Abstract

As the Earth’s best-known example of an active, incipient ocean basin, the Red Sea provides crucial information about continental rifting and the tectonic transition from extended continental crust to seafloor spreading. Study of the Red Sea over the past decades has given many answers, but significant questions remain about how and when it opened because of lacking or ambiguous data and thick salt cover. A key issue is the geometry of the pre-rift join between the Arabian and Nubian Shields that form the basement flanking the Red Sea because this constrains the nature of Red Sea crust. The Neoproterozoic basement rocks flanking the Red Sea contain prominent shears and sutures between amalgamated tectonostratigraphic terranes, regions of transpressional shortening, and brittle-ductile faults related to Ediacaran orogenic collapse and tectonic escape.
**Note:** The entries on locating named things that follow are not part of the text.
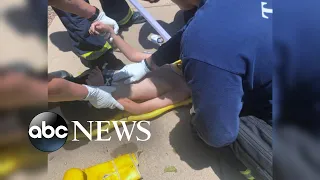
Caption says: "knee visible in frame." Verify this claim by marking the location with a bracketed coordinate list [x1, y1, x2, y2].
[192, 113, 238, 148]
[48, 78, 68, 95]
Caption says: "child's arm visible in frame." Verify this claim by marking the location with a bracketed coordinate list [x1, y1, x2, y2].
[117, 89, 190, 114]
[89, 22, 151, 62]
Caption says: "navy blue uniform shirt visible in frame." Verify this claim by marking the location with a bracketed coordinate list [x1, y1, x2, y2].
[181, 0, 274, 119]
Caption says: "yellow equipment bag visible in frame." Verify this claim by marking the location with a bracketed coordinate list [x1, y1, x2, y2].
[63, 153, 141, 180]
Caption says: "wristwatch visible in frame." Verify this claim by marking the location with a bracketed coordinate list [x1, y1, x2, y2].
[88, 6, 100, 22]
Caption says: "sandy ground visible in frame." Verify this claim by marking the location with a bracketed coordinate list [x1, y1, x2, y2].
[48, 0, 244, 180]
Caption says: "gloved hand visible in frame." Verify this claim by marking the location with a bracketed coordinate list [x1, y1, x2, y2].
[83, 85, 124, 110]
[113, 61, 150, 84]
[94, 11, 119, 36]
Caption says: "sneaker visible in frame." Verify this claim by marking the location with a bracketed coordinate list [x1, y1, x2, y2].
[120, 11, 147, 28]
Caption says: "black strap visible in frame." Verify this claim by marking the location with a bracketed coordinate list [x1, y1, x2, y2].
[88, 7, 100, 22]
[143, 59, 152, 71]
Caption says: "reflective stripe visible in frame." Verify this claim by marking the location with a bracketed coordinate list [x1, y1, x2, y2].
[118, 8, 133, 25]
[240, 169, 255, 180]
[81, 41, 112, 60]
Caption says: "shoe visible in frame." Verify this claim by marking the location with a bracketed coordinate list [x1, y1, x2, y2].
[130, 11, 147, 24]
[120, 11, 147, 28]
[48, 70, 73, 81]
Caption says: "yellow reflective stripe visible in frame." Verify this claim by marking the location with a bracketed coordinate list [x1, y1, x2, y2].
[240, 169, 255, 180]
[118, 8, 133, 25]
[81, 42, 112, 60]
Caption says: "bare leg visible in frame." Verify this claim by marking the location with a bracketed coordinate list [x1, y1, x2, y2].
[48, 78, 88, 102]
[112, 66, 187, 101]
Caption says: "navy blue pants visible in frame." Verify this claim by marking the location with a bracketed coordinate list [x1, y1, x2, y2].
[183, 59, 270, 147]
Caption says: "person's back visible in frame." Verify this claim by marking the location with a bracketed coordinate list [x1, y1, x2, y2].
[181, 0, 273, 119]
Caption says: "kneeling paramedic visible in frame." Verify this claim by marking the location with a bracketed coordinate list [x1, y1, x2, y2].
[114, 0, 274, 179]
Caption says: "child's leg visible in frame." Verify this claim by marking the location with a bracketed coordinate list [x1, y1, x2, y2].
[112, 66, 186, 101]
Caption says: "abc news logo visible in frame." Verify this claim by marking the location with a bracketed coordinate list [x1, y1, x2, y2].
[28, 112, 151, 152]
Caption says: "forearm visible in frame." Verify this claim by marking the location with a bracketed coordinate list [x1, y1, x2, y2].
[48, 78, 88, 102]
[147, 31, 183, 70]
[48, 0, 96, 19]
[111, 33, 150, 62]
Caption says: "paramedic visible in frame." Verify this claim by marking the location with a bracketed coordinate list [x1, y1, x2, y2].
[53, 0, 145, 64]
[114, 0, 274, 147]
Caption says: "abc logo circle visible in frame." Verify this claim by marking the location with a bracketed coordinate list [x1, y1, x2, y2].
[28, 112, 68, 152]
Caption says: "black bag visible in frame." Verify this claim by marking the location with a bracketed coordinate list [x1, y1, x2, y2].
[231, 116, 273, 180]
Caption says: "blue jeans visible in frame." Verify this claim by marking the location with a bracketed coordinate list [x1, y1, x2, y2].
[183, 59, 244, 147]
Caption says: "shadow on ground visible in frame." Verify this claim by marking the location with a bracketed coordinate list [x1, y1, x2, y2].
[3, 0, 48, 37]
[169, 107, 245, 180]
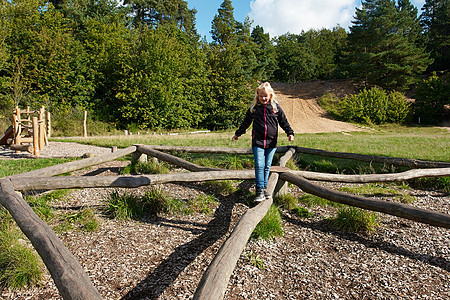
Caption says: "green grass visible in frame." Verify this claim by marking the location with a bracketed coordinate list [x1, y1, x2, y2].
[0, 206, 44, 289]
[55, 208, 100, 232]
[251, 205, 284, 240]
[329, 206, 379, 234]
[106, 187, 219, 220]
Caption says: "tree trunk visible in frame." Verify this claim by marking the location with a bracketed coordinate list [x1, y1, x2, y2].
[280, 172, 450, 228]
[0, 179, 101, 300]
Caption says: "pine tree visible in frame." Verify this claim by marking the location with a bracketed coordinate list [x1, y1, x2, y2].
[251, 25, 277, 81]
[420, 0, 450, 71]
[344, 0, 431, 90]
[211, 0, 236, 46]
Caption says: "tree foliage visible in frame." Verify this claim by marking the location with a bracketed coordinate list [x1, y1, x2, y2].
[0, 0, 442, 129]
[420, 0, 450, 71]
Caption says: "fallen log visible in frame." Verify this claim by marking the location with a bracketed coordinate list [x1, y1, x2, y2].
[141, 145, 288, 155]
[0, 179, 102, 299]
[290, 168, 450, 183]
[6, 146, 136, 178]
[194, 149, 295, 300]
[136, 145, 221, 172]
[11, 170, 255, 191]
[280, 172, 450, 228]
[296, 146, 450, 168]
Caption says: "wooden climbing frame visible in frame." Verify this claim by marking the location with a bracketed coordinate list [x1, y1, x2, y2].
[10, 106, 51, 156]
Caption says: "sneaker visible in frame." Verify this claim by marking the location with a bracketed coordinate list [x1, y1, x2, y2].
[255, 189, 265, 202]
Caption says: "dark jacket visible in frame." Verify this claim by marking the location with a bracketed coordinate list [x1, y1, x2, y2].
[235, 102, 294, 149]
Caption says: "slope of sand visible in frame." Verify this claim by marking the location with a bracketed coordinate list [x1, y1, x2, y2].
[271, 80, 362, 133]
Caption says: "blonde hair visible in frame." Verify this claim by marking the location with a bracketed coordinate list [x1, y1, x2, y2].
[250, 81, 278, 113]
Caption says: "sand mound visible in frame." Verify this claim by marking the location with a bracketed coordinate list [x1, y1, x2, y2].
[271, 80, 361, 133]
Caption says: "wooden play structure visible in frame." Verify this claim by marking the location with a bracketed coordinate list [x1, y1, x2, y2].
[0, 106, 51, 156]
[0, 145, 450, 300]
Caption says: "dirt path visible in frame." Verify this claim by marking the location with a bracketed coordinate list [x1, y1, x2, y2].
[272, 81, 361, 133]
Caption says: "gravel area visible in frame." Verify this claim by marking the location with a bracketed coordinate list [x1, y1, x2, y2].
[0, 142, 450, 299]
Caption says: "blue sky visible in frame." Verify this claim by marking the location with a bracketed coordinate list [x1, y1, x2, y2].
[187, 0, 425, 41]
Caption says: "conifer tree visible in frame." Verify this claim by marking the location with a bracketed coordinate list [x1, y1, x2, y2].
[344, 0, 431, 90]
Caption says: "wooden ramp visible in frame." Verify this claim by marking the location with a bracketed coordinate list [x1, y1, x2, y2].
[0, 125, 13, 145]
These structures vary in orientation from orthogonal to oblique with respect to the Red Sea coastlines. Importantly, they correlate across the Red Sea, and provide piercing points for a near coast-to-coast palinspastic reconstruction of the Arabian and Nubian Plates along the entire Red Sea. A tight pre-rift fit of the Arabian and Nubian Shields implies that most of the Red Sea is underlain by oceanic crust. Potential-field data are compelling evidence for oceanic crust along the axis of the Red Sea south of latitude ~22°N, persuasive for the margins of the southern Red Sea, and suggestive for the northern Red Sea. A variety of 20–24 Ma dikes, gabbros, and basaltic flows emplaced during the early stages of Red Sea rifting are consistent with Miocene asthenospheric upwelling, partial melting, and intrusion that would have weakened and facilitated rupture of the ~40-km thick continental crust and thicker mantle lithosphere of the then contiguous Arabian and Nubian Shields. The dikes, gabbros, and basaltic flows emplaced during the early stages of Red Sea rifting are strong evidence furthermore that the Red Sea is an example of a volcanic-rifted margin. Offshore seismic profiling designed to image beneath the salt followed by drilling to basement in the Red Sea are required to test these ideas.